E no que tocou ao restante defeso?

Houve alguns jogadores que gostaríamos de ter contratado e com os quais não conseguimos chegar a acordo, mas no cômputo geral concluo que nós estivemos razoavelmente bem, considerando que só temos o clube há 10 meses. Foi a nossa primeira janela de transferências.

No leque dos jogadores que trouxe para o Bordéus está um que passou pelo futebol português, o Mexer [internacional moçambicano com passagens no Sporting, Olhanense e Nacional].

Sim, foi um deles. Mas também trouxemos um jogador da seleção coreana [Ui-jo Hwang], um jogador da seleção italiana [Raoul Bellanova, internacional sub-20] e outro da Suíça [Loris Benito, que passou pelo Benfica]. Posso dizer que trouxemos vários jogadores de calibre nacional. Estamos também a tentar tornar a equipa mais nova e vamos ver nos próximos meses como estamos e olhar para a janela de transferências de inverno.

Quanto à escolha de treinador, porquê Paulo Sousa?

É um treinador de classe mundial. Bem, a realidade é que Portugal é uma fábrica de talentos, tanto no campo como fora dele. Muitas vezes os grandes treinadores foram grandes jogadores e o Paulo Sousa é caso disso. Recrutar o Paulo foi um enorme investimento por parte do Bordéus e estamos muito contentes por tê-lo connosco.

Tinha noção, antes de contratar Paulo Sousa, de que o Bordéus tem uma certa ligação histórica com jogadores portugueses?

O meu parceiro, Hugo Varela, é português e ele fez um óptimo trabalho ao explicar-me as ligações fortes [do Bordéus] com o vosso país e também me pôs a par do quão forte Portugal é a variados níveis no mundo do futebol. Sabemos que o talento está aí.

Está a par do futebol português?

Não tanto quanto gostaria. Certamente conheço os clubes grandes — dos quais estamos a tentar obter talento (risos) — e sei o quanto Portugal se tem dado bem. O meu problema é que eu giro uma firma de capital privado e a área desportiva é apenas um vértice. Também temos seguros, imobiliário... por isso sou arrastado em várias direções. Mas digo-lhe uma coisa: quanto tenho dúvidas quanto à performance de Portugal, só tenho de perguntar a qualquer um dos meus três filhos, porque eles seguem futebol de perto.

Estamos perante uma fase em que se vê cada vez mais empresários e fundos de investimento a virarem-se para o futebol enquanto área de negócio. Qual pensa ser a razão para esta tendência?

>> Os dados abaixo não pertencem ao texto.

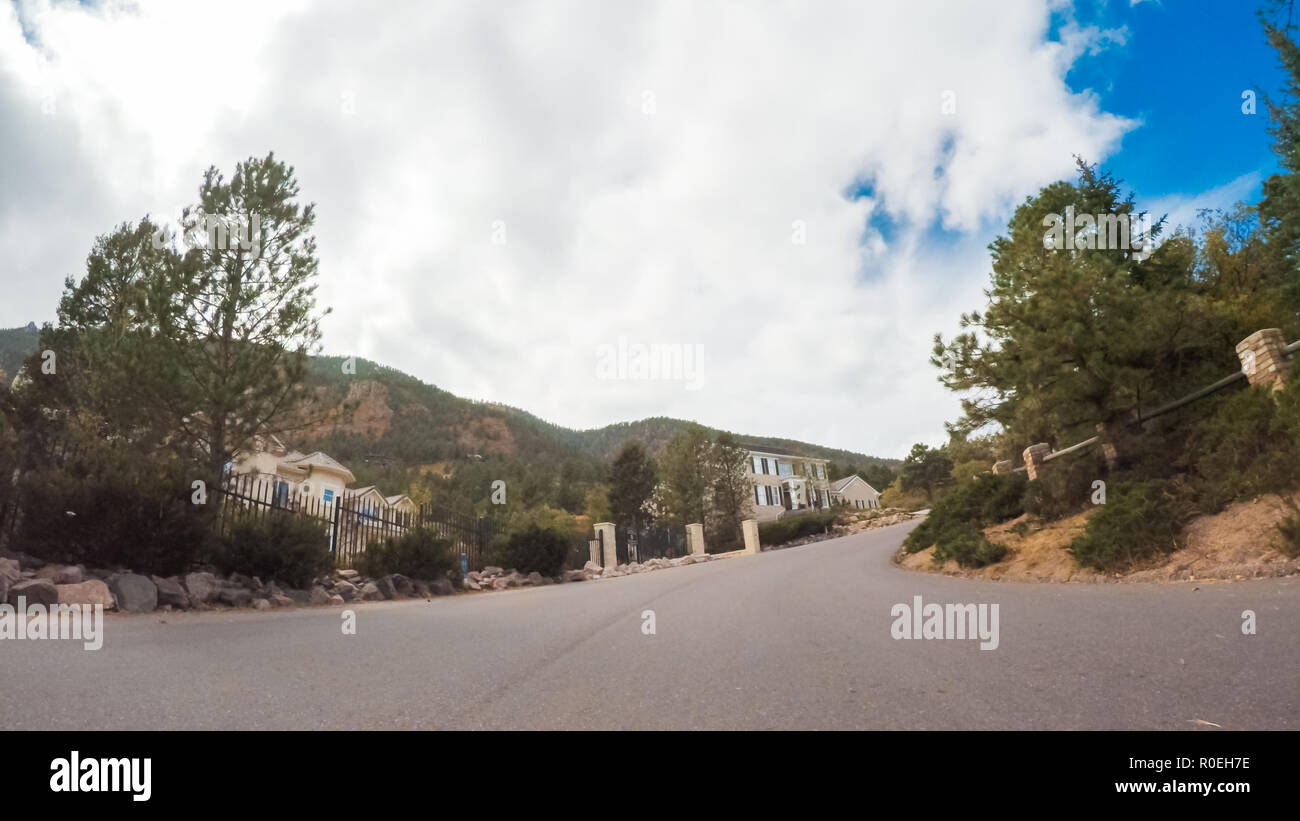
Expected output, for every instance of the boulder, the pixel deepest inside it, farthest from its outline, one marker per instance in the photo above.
(386, 586)
(403, 585)
(235, 596)
(86, 593)
(11, 570)
(33, 591)
(202, 587)
(134, 593)
(441, 587)
(63, 574)
(170, 593)
(347, 591)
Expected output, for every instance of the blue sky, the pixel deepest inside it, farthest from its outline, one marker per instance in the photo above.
(1182, 72)
(663, 224)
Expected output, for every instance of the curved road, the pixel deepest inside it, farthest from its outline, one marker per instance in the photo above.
(789, 639)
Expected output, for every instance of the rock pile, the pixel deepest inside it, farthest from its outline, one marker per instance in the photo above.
(39, 582)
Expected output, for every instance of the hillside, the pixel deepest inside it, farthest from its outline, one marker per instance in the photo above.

Há um número finito de grandes clubes a comprar. Se pensares nas cinco grandes ligas europeias, estas têm uns 100 clubes, mas só metade deles é que alguém consideraria mesmo comprar. Mas diríamos que o número é 70 e não 50. Temos 70 clubes interessantes a considerar, mas alguns deles não estão à venda — não podes comprar o Real Madrid ou o Barcelona. Então, talvez apenas 30 ou 40 estejam teoricamente à venda. Para estes há um número cada vez maior de bilionários, famílias endinheiradas, investidores institucionais, que compreendem que o desporto é um ótimo investimento a longo prazo e por isso os valores vão continuar a aumentar.

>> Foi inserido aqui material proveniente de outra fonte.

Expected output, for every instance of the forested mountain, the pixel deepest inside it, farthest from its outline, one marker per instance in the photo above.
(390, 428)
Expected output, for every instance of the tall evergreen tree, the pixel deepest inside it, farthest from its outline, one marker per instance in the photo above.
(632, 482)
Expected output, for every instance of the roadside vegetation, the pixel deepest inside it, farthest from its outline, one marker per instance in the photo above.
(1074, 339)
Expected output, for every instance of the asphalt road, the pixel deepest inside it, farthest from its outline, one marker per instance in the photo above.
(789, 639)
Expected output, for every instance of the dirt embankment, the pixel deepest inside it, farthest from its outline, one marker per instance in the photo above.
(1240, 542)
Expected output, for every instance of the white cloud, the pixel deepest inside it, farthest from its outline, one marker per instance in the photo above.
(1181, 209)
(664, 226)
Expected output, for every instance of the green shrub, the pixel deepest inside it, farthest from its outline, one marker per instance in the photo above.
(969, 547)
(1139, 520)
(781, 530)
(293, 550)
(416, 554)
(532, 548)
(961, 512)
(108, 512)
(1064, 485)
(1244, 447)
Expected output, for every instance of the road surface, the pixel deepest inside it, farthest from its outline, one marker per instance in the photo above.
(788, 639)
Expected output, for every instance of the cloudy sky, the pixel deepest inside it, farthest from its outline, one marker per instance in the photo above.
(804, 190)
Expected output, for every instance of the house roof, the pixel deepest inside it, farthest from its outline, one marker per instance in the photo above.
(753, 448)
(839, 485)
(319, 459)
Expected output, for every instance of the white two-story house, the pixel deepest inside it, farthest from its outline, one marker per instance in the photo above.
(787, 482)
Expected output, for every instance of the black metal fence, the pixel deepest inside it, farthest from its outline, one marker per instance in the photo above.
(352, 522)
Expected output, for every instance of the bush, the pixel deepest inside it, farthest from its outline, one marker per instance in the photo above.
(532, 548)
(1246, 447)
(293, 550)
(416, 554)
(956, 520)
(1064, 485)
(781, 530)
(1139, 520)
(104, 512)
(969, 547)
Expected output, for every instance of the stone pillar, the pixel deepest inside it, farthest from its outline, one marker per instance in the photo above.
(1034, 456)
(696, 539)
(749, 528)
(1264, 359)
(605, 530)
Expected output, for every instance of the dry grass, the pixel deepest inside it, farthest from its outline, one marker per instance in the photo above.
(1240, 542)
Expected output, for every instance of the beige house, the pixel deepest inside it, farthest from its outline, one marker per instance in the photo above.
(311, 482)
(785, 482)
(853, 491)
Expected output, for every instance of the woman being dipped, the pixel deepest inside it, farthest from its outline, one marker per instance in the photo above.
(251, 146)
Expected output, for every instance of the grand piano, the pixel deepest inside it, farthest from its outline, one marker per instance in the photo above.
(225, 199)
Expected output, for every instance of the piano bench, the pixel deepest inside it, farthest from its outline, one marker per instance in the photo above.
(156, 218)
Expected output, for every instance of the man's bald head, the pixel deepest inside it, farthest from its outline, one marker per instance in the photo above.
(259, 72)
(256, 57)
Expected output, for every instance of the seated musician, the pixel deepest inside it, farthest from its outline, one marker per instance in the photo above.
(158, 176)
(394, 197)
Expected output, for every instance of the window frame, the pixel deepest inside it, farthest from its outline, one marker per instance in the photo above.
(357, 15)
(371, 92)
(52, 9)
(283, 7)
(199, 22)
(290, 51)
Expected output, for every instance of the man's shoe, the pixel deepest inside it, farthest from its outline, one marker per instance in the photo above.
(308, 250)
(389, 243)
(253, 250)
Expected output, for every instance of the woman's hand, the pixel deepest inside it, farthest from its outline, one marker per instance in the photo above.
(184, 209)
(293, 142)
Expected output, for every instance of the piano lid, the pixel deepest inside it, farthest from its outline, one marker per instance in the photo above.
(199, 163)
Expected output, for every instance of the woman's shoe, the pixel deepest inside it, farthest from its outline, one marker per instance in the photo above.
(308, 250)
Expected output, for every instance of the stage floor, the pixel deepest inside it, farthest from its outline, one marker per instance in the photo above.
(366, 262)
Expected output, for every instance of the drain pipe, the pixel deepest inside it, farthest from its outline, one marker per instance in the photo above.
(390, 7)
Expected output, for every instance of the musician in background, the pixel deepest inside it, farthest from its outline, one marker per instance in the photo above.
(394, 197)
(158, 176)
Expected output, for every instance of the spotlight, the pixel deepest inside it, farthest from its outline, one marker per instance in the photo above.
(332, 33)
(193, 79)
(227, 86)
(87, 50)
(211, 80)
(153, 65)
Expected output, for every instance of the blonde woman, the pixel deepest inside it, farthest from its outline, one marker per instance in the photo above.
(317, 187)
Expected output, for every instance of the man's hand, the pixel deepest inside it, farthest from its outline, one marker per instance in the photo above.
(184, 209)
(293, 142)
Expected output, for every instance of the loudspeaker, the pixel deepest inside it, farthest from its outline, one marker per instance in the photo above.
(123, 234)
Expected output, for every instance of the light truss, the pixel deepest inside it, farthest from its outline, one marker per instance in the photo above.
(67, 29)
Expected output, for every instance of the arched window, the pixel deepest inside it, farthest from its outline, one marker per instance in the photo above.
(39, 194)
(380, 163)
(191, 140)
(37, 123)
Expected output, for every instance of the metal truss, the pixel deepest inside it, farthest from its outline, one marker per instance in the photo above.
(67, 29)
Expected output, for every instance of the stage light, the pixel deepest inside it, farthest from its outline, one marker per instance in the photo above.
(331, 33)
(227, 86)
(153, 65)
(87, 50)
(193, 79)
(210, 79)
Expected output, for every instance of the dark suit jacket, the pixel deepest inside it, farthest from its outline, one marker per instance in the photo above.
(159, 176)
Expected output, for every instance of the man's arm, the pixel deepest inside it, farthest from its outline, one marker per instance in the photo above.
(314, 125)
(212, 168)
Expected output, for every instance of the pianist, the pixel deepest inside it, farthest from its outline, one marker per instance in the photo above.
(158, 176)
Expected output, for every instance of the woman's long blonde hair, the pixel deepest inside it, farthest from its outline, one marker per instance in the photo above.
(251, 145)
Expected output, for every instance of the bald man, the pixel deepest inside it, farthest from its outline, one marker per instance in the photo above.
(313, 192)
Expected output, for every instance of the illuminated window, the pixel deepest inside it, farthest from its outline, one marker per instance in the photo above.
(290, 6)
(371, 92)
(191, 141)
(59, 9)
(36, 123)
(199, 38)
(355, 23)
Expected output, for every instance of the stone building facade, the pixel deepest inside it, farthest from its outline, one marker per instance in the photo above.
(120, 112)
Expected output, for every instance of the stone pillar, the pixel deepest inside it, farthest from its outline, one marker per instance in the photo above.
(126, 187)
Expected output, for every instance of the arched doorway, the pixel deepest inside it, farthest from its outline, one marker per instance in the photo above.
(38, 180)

Mas por outro lado, vê-se às vezes os adeptos algo hesitantes e céticos quanto à entrada de investimento externo nos seus clubes. Pensa que estas preocupações são legítimas? Como é que se lida com isto enquanto investidor?

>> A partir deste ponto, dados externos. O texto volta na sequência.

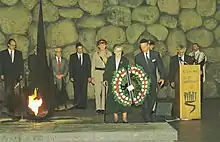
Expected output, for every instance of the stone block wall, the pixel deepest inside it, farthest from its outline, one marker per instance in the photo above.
(169, 22)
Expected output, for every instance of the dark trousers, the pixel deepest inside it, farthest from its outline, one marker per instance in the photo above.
(80, 93)
(14, 98)
(147, 107)
(61, 96)
(201, 88)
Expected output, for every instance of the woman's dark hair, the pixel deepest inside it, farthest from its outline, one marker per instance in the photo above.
(9, 41)
(196, 44)
(115, 46)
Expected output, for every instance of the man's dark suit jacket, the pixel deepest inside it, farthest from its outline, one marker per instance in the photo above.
(12, 71)
(110, 68)
(78, 72)
(155, 62)
(33, 67)
(174, 66)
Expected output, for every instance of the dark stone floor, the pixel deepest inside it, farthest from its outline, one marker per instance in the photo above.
(204, 130)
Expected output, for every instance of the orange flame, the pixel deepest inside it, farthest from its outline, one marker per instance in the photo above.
(34, 103)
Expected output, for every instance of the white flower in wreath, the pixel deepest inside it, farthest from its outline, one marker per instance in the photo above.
(153, 60)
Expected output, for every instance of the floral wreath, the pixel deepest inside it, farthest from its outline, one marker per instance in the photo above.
(121, 89)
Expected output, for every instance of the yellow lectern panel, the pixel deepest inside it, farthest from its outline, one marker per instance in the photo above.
(190, 106)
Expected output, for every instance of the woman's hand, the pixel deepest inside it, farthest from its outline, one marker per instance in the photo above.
(105, 83)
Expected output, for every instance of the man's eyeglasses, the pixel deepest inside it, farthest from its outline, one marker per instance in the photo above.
(102, 42)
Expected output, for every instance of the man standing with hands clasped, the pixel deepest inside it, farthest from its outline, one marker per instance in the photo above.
(150, 61)
(80, 75)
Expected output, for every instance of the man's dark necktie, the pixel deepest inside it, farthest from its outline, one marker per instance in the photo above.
(80, 60)
(11, 55)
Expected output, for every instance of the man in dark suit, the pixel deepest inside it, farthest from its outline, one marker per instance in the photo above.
(175, 62)
(80, 75)
(12, 65)
(150, 61)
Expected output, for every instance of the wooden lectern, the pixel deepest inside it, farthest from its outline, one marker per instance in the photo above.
(189, 92)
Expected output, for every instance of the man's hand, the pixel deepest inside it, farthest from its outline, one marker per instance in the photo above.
(161, 82)
(172, 84)
(20, 77)
(71, 79)
(2, 77)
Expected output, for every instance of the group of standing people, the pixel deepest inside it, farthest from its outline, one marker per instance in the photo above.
(98, 71)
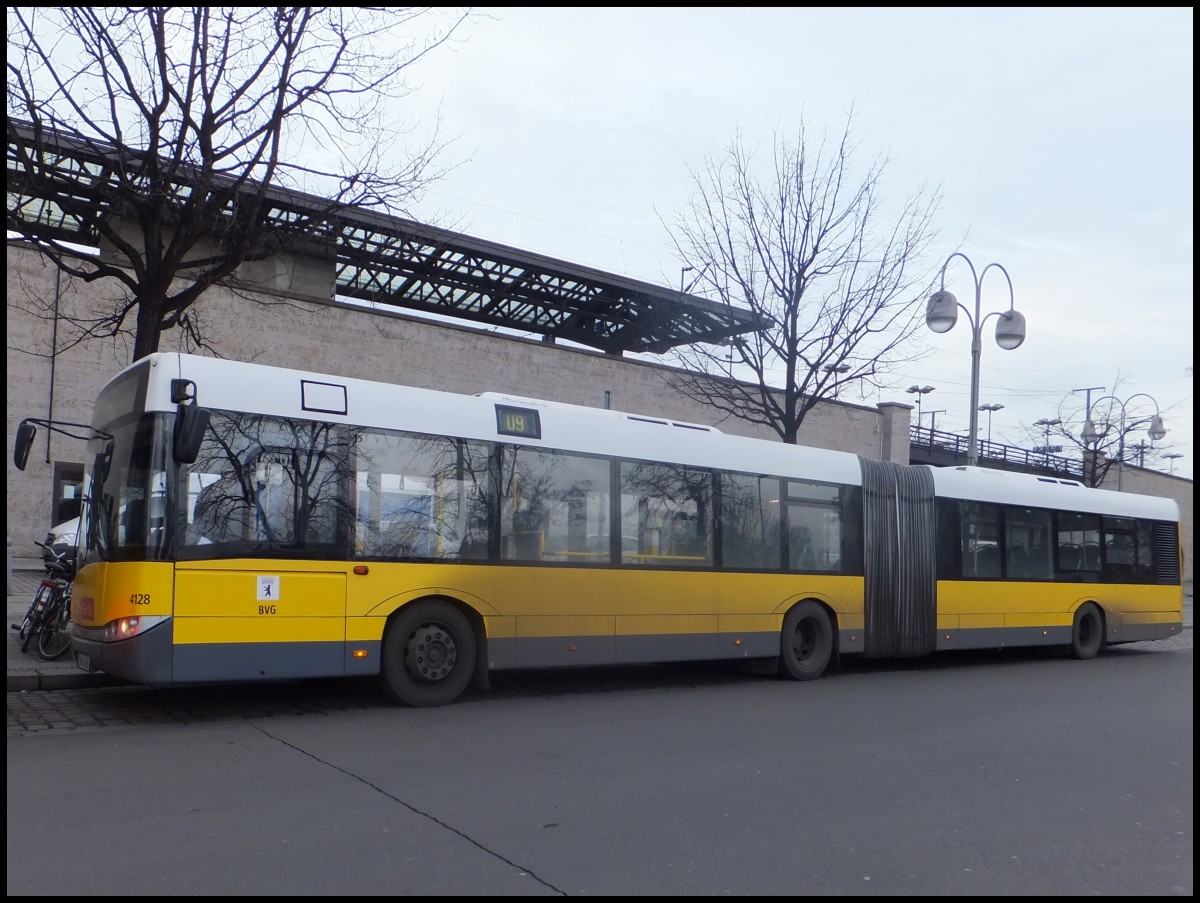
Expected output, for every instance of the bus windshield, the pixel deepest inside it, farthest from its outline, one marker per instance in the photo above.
(127, 513)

Eu considero que os fãs devem procurar por investidores inteligentes e solidários, venham de onde vierem. Porque, no final de contas, acredito que a maior parte dos adeptos quer ter uma equipa vencedora e que, depois de todo o hype inicial, fiquem menos preocupados quanto a quem detém o clube. É também muito importante que os proprietários se comportem de uma forma que respeite os fãs. É natural que, seja que clube for, os adeptos pensem duas vezes quanto a alguém que venha de fora até que essa pessoa se mostre de confiança.

Ainda em relação ao investimento, também houve uma aposta forte no futebol feminino por parte do Bordéus. Como é que isso se tem processado?

Tem sido ótimo. O grande desafio do futebol feminino, não apenas em França mas pelo mundo, é que os patrocinadores ainda não estão 100% a bordo. Até vermos receitas televisivas e patrocínios a chegarem, esta é uma iniciativa que perderá dinheiro a curto prazo. Nós achamos que é a coisa certa a fazer, pensamos que vai vingar no futuro, a UEFA já tomou medidas para fazer do futebol feminino mais interessante financeiramente, por isso estamos a ver o início de uma onda. Uma das coisas que ouvimos na Soccerex da parte da FPF é o seu investimento no futebol feminino, e por isso não estamos sozinhos em considerar esta uma tendência a longo prazo.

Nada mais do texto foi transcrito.